TL;DR There are well-known tests to compare classifiers. How can we generalize to classifiers with random training steps?
I am comparing two classification algorithms (A and B). I can see that typically algorithm A is better than algorithm B in terms of the out-of-sample error (error meaning misclassification rate). I would like to test whether the difference is statistically significant -- A strictly better than B with a some significance level.
I found good answers on this at Cross Validated SE. However, my setting is different in the following sense: these classifiers have random components in the training stage, and running them on the same training set several times would result in different results.
What I have for a given dataset is the following:
- For a given train/test split of this dataset, I have 1,000 out-of-sample errors for each method (A and B), with "out-of-sample error" meaning training these methods on the training set (this includes the random component) and then testing the classifiers' errors on the test set.
- I have the above results for 100 random train/test set splits of this dataset.
What would be the best way to test significance in this setting? Thank you for your time!
EDIT: "probabilistic classifier" looks misleading. I meant, classifiers with random training components -- e.g., a decision tree where the variable to split is taken randomly out of top-x important features).
Thoughts: A naive approach is the following:
- Fix a train/test split.
- Compare 1,000 errors and statistically test A < B.
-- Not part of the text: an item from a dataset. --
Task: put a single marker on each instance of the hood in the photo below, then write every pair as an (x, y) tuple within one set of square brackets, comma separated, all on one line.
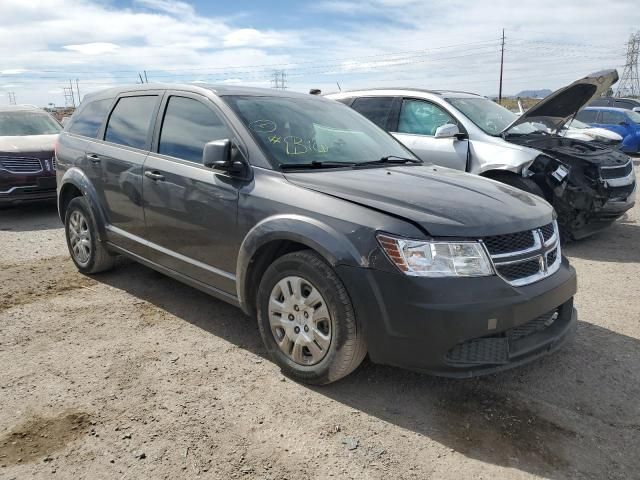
[(28, 143), (442, 201), (556, 109)]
- Return the largest significance level where we fail to reject A < B. If we then iterate the above approach for all 100 train/test splits, we will then get 100 significance levels. I can then plot a histogram of these levels. Or, is there instead a way to uniformly compare all the $100 \times 1,000$ errors?
Another approach would instead be checking if the expected error of algorithm A is smaller than the expected error of algorithm B. I can take the average of the 1,000 errors for a fixed split, and then compare these averaged errors over 100 train:test splits via the methods in the literature.